While Automated, Electronic Customer Service 'Voices' are Getting Better, some Brands are Missing a Bigger Opportunity.
Companies around the world continue moving customer service to automated systems to cut costs. But in doing so, they may be damaging their brands instead of helping them. A recent Wall Street Journal article highlights the recent moves to shift these automated voices from “cold to homey”.
In some business categories, customer service is the critical touch point where the brand is actualized. While marketers have been focused on advertising and other traditional marketing tools to define brands, it may well be that customer service is the one place where a company has control of shaping the brand in a tangible and powerful way. The service interaction is an enormous opportunity to build the customer relationship with the brand and engender deeper loyalty and advocacy.
How many times have you been frustrated by confusing automated menus, circular information paths, and ultimately a frustrating waste of time. There is a lot of data to support that customers seeking service try very hard to find the fastest path to a live representative. But companies are trying to make it difficult to do this because to the cost of human time – estimated to be $3 – $9 per call. Perhaps they are looking at the issue from the wrong perspective.

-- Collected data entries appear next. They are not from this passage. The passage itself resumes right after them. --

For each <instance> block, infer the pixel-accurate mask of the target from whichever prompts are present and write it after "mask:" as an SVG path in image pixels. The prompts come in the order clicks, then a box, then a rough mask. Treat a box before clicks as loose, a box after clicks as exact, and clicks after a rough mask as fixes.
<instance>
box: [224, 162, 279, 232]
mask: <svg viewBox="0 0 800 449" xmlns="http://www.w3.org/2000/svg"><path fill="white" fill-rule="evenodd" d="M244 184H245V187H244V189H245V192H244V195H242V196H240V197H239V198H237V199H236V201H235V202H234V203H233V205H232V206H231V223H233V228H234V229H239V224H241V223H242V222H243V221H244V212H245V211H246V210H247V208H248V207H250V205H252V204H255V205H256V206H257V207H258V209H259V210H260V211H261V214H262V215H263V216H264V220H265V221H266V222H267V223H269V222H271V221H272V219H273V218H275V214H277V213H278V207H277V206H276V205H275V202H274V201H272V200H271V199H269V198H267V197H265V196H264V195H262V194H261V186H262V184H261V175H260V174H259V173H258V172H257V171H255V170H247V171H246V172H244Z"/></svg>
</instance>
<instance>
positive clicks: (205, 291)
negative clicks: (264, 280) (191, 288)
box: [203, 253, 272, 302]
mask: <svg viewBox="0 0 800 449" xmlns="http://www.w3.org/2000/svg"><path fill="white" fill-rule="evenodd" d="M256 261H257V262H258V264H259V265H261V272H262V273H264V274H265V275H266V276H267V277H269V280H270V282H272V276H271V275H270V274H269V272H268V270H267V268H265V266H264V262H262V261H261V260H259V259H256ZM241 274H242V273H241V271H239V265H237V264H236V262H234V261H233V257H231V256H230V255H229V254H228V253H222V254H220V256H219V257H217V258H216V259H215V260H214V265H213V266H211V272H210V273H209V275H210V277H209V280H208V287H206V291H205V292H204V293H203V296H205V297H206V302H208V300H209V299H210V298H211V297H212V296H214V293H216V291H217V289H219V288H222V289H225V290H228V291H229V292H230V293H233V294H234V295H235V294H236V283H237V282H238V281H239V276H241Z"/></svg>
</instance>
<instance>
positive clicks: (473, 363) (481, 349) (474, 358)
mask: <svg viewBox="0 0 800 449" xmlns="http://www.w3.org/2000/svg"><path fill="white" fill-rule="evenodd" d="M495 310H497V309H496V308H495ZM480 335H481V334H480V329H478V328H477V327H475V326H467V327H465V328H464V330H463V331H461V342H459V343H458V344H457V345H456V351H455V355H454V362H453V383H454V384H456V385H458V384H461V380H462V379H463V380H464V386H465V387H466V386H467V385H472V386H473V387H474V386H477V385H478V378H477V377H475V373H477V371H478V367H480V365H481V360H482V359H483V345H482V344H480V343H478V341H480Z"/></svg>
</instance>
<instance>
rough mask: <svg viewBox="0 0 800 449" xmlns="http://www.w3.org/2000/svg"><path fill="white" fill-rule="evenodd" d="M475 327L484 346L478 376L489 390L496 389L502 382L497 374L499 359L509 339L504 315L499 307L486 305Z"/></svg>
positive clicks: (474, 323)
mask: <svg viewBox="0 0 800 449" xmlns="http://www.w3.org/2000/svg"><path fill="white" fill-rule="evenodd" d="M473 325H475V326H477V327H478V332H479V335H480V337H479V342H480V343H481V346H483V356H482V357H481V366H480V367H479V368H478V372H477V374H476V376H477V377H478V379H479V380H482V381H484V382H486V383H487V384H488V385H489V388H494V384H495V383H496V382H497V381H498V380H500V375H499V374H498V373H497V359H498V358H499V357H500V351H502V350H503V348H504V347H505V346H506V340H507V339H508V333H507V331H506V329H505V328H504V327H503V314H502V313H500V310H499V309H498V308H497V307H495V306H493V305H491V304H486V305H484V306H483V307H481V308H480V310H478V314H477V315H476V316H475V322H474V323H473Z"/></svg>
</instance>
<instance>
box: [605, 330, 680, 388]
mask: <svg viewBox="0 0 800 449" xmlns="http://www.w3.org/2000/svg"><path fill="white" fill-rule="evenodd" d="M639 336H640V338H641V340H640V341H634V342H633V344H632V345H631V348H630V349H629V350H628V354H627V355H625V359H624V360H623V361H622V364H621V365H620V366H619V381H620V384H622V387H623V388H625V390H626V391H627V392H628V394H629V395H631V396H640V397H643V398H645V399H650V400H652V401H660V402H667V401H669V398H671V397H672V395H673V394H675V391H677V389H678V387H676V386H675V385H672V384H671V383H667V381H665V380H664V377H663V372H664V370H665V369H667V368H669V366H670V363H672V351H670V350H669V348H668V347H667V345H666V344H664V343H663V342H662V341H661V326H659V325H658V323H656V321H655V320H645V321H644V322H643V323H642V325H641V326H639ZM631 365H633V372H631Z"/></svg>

Since the 1960’s, it’s fair to say that in most categories, products and services have become commoditized, meaning that differentiation has become extremely difficult. So products essentially look and smell the same. And it is very hard to win on price or product characteristics alone. The result has been that customer experience management, and specifically customer service, have become an important brand-defining element. A 2009 study of over 860 corporate executives indicated that companies that increased their investment in customer experience management over the past three years report higher customer referral rates and customer satisfaction (Strativity Group, 2009).
While smart companies have been thinking about the ‘customer experience’, it was formally introduced in a 1998 Harvard Business Review article written by Pine and Gilmore. They identified that it was the engaging experiences that made businesses successful. So marketers have been more formally discussing the customer experience for over a decade. But two things have impacted delivering the good old personal customer service that we yearn for – the drive for lower costs and the rapid growth of technology.
There is a lot of data to support the relationship of good customer service to growing a business. But what companies have overlooked is the role of the human, real-time interaction in building that relationship. They have let lower-cost automation trump human contact.
Think of it this way. The benefits of a very strong brand-building relationship comes in the form of a) not losing the customer and keeping a relationship for multiple purchases, but also b) getting referrals from a converted customer who becomes a brand advocate.
More than ever, smart companies should revisit the larger investment benefit of stronger customer relationships, and not the cost efficiency of automation. It’s not right for every business, but it could be extremely powerful way to differentiate a brand for many. In fact, it may be the only way to differentiate.
Do you agree that a human interaction would be better than an automated voice in some instances?